Thursday, November 10, 2011

From the man who brought us the term "disruptive technology" comes another colorful term, the "milkshake test", which he uses as an aid to understanding how some new innovations succeed, while others fail. The term comes from a partially made-up example of a restaurant chain figuring out how to improve milkshake sales after first looking at why milk shakes were selling so well, often as whole orders) during the morning commute. Slate then goes on to consider several market hits and flops -- like "Second Life," its point of departure -- by considering what the milkshake example teaches us.

[W]hen you evaluate the next big thing, ask the [Clay] Christensen question: What job is it designed to do? Most successful innovations perform a clear duty. When we craved on-the-go access to our music collections, we hired the iPod. When we needed quick and effective searches, we hired Google. And looking ahead, it’s easy to see the job that Square will perform: giving people an easy, inexpensive way to collect money in the offline world. [link dropped]

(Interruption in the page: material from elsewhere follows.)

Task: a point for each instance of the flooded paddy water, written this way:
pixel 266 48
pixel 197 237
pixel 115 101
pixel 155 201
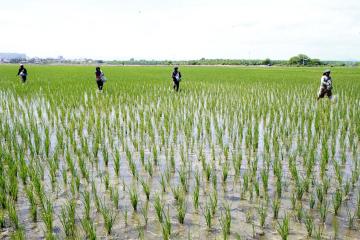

The flops show us that having an unclear mission -- or performing a clear mission poorly -- can doom a product. Nevertheless, "Christensen’s test calls correctly about a half-dozen of the big technology hype cycles of the last 20 years," making it fail as a predictive tool. One suspects that some innovation, entailing the satisfaction of a need customers don't know they have or don't think can be filled, will continue to fly under the radar of prognosticators every time.